Description

Le frelon asiatique (Vespa velutina) est, comme tous les frelons, une grosse guêpe (hyménoptère), décrite par le naturaliste Amédée Louis Michel Lepeletier, en 1836.

Cette espèce est originaire d'Asie du Sud-Est : Inde, péninsule indochinoise, Chine et les îles indonésiennes et de Hong Kong. Elle a été signalée pour la première fois en Corée en 2006 sans que l’on sache si l’espèce a été introduite ou si elle est arrivée naturellement dans ce pays (Kim et al., 2006).

Il existe 7 sous-espèces et 6 variétés (Carpenter & Kojima, 1997), dont la variété nigrithorax décrite en 1905 par du Buysson de Darjeeling (Inde). Naturellement acclimatée à un milieu tempéré à sub-tropical, cette sous-espèce a été introduite en France (probablement avant 2004 Villemant et al. 2006). On la rencontre en Asie continentale jusqu’au nord de l’Inde et dans les montagnes de Chine, zones géographiques où le climat est comparable à celui de la France, ce qui explique qu'aient été possibles son installation et la colonisation de nouveaux territoires en Europe.

Cycle de développement

 

En février-mars, c'est la fin de l'hibernation ; les reines fondatrices commencent un nouveau nid.
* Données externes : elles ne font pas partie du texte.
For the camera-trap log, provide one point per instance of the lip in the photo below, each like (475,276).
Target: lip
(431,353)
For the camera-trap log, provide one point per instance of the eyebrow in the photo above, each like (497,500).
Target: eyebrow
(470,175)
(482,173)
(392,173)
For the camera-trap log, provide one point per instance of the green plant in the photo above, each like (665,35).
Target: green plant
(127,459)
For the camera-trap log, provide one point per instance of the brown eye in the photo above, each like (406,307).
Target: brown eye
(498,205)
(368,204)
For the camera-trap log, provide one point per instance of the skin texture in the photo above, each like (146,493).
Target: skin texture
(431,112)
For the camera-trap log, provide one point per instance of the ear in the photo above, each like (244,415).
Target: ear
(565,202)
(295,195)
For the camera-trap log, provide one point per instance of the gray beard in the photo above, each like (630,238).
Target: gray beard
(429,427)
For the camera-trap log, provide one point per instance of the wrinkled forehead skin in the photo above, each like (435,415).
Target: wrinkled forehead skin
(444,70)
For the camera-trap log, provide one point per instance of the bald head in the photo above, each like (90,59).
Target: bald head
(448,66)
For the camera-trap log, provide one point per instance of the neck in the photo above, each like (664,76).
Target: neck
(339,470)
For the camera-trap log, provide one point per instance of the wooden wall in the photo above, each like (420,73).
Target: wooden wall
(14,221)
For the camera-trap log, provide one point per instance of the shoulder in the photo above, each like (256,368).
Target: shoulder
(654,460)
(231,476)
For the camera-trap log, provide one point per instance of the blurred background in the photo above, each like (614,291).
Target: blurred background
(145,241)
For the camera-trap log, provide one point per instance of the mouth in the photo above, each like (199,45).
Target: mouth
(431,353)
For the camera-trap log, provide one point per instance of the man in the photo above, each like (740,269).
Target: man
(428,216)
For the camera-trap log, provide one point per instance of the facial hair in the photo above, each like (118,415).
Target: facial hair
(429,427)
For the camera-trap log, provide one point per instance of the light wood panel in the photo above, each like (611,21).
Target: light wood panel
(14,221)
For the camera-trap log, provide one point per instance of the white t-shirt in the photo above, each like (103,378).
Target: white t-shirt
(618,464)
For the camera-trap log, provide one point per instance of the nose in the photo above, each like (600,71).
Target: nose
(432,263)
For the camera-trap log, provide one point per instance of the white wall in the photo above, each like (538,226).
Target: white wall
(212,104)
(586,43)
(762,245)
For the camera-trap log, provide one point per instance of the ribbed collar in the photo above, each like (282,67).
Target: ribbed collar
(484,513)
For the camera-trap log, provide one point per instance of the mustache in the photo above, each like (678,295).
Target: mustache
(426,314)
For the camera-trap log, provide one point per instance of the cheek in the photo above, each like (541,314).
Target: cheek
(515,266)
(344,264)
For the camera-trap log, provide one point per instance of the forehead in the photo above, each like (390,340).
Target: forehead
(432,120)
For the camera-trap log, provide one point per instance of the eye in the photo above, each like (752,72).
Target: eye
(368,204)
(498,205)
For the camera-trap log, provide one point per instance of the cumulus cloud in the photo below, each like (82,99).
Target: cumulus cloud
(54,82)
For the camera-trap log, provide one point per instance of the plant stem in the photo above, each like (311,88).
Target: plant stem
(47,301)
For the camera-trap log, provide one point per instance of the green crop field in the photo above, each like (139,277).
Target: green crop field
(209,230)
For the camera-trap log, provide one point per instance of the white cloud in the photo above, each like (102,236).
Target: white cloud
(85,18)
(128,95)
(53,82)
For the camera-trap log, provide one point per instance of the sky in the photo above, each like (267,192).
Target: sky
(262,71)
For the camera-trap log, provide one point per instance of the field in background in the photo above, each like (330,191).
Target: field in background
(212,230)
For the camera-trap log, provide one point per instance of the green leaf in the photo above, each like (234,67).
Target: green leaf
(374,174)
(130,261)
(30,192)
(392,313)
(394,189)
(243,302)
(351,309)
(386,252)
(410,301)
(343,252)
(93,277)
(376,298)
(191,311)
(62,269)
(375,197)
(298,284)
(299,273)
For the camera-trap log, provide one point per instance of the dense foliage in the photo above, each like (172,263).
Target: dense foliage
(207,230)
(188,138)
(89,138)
Elles pondent , alimentent et surveillent leurs premières larves qui deviennent des ouvrières ou des mâles et qui ensuite développeront le nid.

En mai, les premières ouvrières s'activent à développer le nid. En juillet c'est l'apogée jusqu'en septembre et octobre où les reines et les mâles quittent le nid, celui-ci va perdre de son autonomie et s'éteindra dans les semaines suivantes. A l'automne, lorsque reines et mâles quittent le nid, les reines, fécondées, partent hiberner. Les mâles ne reviendront pas, car ne survivront pas à l'hiver. Au printemps suivant, les reines construisent un nouveau nid et reproduisent le cycle.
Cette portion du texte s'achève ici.